By Rita Trichur 

TORONTO--Canada's biggest banks report their fiscal fourth-quarter results this week, with most seen posting single-digit earnings growth on expectations that moderating loan growth partially offset sturdy capital-markets results.

Bank of Montreal will report first on Tuesday, followed by Royal Bank of Canada on Wednesday. Toronto-Dominion Bank and Canadian Imperial Bank of Commerce both report Thursday, leaving Bank of Nova Scotia to cap off earnings season on Friday.

Although Canada's "Big Five" banks have posted surprisingly strong profits for much of fiscal 2014, analysts say the froth has come off expectations for the August-to-October quarter. In recent weeks, Scotiabank and RBC have disclosed cost-cutting programs, while TD previously warned that expenses could blemish its results.

A "modest, unexciting close to 2014," John Aiken, an analyst with Barclays Capital Inc., said in a research note to clients.

"Although our expectations for the quarter are modest, in an environment of uncertainty and volatility, and with an average dividend yield of 3.5% for the group, we believe Canadian banks continue to offer an interesting relative safe haven for investors," he added.

By all accounts, this is unlikely to be a blockbuster quarter. BMO, Canada's fourth-largest bank by assets, is expected to record a 2.4% year-over-year increase in earnings per share, according to analysts polled by Thomson Reuters.

RBC, the country's No. 2 player, is expected to post a 21% rise in share earnings. TD, CIBC and Scotiabank, ranking first, fifth and third in the industry, are expected to record earnings-per-share gains of 11%, 1.4% and 6.9%, respectively.

Banks have already telegraphed the need for tempered expectations, pointing to moderating mortgage-lending growth and margin pressure caused by persistently low interest rates.

Against that backdrop, some banks have started to take a knife to costs. Last month, Scotiabank announced plans to slash 1,500 jobs along with the closure or downsizing of 120 branches outside Canada. That restructuring will result in slew of fourth-quarter charges totaling 341 million Canadian dollars ($298 million), the bank said.

RBC has since confirmed that it, too, is trimming expenses by exiting some of its international wealth-management businesses, a move that will result in an unspecified number of job losses. RBC has said the restructuring would not be material to its financial results, but left the door open to more cuts.

Turbulent equity markets could also affect the banks' capital-markets results. Although capital-markets revenue is expected to dip from the third quarter due to lower trading revenue, some analysts are still forecasting hearty year-over-year gains.

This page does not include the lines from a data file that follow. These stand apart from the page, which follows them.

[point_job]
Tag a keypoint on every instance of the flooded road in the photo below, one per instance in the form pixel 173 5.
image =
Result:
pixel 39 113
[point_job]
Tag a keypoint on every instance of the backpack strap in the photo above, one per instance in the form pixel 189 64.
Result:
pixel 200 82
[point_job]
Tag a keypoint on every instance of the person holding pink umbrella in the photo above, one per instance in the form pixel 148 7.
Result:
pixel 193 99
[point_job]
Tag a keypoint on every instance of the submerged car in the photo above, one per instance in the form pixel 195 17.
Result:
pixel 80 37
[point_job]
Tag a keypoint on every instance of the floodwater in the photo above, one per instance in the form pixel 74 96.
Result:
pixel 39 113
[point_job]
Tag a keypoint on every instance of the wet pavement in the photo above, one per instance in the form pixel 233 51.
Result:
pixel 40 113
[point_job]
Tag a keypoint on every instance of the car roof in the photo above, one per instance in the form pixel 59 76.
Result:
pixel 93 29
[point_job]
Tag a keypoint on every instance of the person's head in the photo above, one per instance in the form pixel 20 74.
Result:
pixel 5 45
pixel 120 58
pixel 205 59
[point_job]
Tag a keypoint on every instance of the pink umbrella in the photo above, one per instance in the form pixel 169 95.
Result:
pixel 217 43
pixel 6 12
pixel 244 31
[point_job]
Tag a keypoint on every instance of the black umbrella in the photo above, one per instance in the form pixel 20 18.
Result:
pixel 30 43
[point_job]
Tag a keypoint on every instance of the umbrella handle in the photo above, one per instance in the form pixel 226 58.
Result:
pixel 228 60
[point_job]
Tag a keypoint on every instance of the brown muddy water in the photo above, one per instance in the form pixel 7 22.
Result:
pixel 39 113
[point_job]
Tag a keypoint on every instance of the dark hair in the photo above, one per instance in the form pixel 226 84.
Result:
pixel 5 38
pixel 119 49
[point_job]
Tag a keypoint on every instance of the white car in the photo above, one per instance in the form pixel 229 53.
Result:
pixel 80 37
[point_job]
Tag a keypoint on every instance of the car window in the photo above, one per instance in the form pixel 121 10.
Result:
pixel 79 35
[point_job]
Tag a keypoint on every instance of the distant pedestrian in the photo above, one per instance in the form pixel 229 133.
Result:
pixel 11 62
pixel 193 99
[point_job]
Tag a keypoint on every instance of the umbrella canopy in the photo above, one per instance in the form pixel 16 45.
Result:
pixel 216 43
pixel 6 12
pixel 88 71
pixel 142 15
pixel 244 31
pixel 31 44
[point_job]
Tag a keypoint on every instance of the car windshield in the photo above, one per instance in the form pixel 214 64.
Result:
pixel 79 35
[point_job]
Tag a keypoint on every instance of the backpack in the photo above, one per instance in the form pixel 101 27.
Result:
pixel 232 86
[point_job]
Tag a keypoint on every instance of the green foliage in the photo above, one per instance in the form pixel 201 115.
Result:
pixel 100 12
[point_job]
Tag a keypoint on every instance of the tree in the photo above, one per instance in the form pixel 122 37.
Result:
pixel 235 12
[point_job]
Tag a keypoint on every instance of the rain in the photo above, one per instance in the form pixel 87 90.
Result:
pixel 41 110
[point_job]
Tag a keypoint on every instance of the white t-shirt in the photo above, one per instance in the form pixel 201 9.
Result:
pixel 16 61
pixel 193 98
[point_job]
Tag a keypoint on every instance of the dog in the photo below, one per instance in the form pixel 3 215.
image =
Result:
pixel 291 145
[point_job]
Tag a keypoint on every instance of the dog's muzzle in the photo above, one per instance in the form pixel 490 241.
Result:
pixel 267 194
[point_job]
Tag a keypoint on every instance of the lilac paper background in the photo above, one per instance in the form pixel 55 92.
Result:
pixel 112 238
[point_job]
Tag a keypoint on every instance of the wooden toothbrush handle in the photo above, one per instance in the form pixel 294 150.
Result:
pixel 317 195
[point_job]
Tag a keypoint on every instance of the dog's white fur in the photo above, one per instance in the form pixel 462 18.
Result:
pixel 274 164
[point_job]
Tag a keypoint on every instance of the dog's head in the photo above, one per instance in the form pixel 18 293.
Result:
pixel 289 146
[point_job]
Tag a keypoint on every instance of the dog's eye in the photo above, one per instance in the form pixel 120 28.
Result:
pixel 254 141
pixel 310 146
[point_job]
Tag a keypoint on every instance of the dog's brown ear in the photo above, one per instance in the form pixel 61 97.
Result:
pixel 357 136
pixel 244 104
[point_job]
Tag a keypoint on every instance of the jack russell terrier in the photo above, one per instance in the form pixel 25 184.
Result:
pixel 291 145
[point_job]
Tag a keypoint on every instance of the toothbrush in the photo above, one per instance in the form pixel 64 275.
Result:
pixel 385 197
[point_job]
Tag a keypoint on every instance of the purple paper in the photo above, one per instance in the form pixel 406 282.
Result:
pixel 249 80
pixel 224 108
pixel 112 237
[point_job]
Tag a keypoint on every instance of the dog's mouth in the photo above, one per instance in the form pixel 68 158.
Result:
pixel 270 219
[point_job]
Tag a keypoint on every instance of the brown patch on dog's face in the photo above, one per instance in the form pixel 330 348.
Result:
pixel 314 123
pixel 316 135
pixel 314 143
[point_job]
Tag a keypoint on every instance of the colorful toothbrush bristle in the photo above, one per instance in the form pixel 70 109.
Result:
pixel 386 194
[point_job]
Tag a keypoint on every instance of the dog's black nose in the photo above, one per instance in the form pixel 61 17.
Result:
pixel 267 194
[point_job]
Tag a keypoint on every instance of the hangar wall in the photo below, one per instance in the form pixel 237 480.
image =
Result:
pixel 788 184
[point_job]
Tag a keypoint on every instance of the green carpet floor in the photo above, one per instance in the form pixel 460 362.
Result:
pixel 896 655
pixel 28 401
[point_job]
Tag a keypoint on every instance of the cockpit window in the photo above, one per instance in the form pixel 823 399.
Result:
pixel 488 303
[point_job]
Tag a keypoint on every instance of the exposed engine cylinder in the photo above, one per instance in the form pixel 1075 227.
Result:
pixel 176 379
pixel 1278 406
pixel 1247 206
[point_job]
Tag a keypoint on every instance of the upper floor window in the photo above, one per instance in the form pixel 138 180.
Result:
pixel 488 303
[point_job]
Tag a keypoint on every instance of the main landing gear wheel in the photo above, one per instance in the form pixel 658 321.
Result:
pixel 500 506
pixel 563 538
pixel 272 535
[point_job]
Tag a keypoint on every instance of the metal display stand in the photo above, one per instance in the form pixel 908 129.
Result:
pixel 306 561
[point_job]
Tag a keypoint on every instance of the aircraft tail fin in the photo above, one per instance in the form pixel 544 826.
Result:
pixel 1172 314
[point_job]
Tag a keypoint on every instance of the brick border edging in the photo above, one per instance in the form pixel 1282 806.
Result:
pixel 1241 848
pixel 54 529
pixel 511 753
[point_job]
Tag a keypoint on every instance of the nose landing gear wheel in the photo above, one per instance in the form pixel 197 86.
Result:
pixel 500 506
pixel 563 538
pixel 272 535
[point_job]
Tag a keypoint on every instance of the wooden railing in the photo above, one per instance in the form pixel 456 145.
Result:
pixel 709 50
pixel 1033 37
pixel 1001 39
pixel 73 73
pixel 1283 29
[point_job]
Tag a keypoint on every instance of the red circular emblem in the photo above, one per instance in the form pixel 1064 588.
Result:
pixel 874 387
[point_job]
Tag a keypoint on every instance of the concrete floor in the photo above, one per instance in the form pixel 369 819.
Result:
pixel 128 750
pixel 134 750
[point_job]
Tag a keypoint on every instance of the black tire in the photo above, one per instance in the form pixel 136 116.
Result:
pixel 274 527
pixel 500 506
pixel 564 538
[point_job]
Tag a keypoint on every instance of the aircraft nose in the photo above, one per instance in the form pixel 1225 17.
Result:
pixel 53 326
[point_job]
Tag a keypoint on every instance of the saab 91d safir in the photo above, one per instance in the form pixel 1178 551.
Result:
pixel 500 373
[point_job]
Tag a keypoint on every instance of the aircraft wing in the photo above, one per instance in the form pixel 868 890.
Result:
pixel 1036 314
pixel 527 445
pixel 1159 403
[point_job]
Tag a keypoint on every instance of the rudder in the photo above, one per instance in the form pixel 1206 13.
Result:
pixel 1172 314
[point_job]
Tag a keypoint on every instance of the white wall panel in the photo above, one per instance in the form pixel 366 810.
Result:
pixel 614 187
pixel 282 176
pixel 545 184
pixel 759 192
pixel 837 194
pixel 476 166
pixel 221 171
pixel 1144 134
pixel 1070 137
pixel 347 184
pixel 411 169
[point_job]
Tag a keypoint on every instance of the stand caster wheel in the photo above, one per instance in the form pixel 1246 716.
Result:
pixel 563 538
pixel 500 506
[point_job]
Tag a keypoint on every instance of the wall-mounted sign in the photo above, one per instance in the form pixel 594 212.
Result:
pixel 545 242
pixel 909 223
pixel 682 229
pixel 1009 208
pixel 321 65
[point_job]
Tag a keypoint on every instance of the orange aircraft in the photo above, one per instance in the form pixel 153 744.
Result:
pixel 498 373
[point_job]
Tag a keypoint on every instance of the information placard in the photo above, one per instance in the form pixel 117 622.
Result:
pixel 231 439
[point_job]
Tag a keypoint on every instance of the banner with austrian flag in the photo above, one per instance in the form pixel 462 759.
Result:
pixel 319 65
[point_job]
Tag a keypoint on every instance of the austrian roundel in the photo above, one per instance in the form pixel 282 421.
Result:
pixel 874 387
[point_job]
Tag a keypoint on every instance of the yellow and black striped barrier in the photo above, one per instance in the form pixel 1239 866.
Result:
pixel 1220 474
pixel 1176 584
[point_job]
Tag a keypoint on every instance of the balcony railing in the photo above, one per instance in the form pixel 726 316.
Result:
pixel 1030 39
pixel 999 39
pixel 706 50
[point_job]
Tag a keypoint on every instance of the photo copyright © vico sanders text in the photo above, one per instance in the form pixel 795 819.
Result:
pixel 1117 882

"We believe the environment for advisory and underwriting will remain robust," said Peter Routledge, an analyst with National Bank Financial.

Tumbling oil prices have also fueled concerns about Western Canada's energy-based economy and the potential knock-on effects for banks. Analyst Meny Grauman of Cormark Securities Inc. estimates that Canadian banks' direct exposure to the oil and gas sector is limited to 3% of their loan books.

"Of course, the indirect exposure is much broader considering all the related industries that feed into it," said Mr. Grauman in a report, noting any slowdown in the Alberta economy could also hurt mortgage lending.

Analysts, meanwhile, are divided on the potential for dividend increases this earnings season. Some suggest BMO is best positioned for a hike.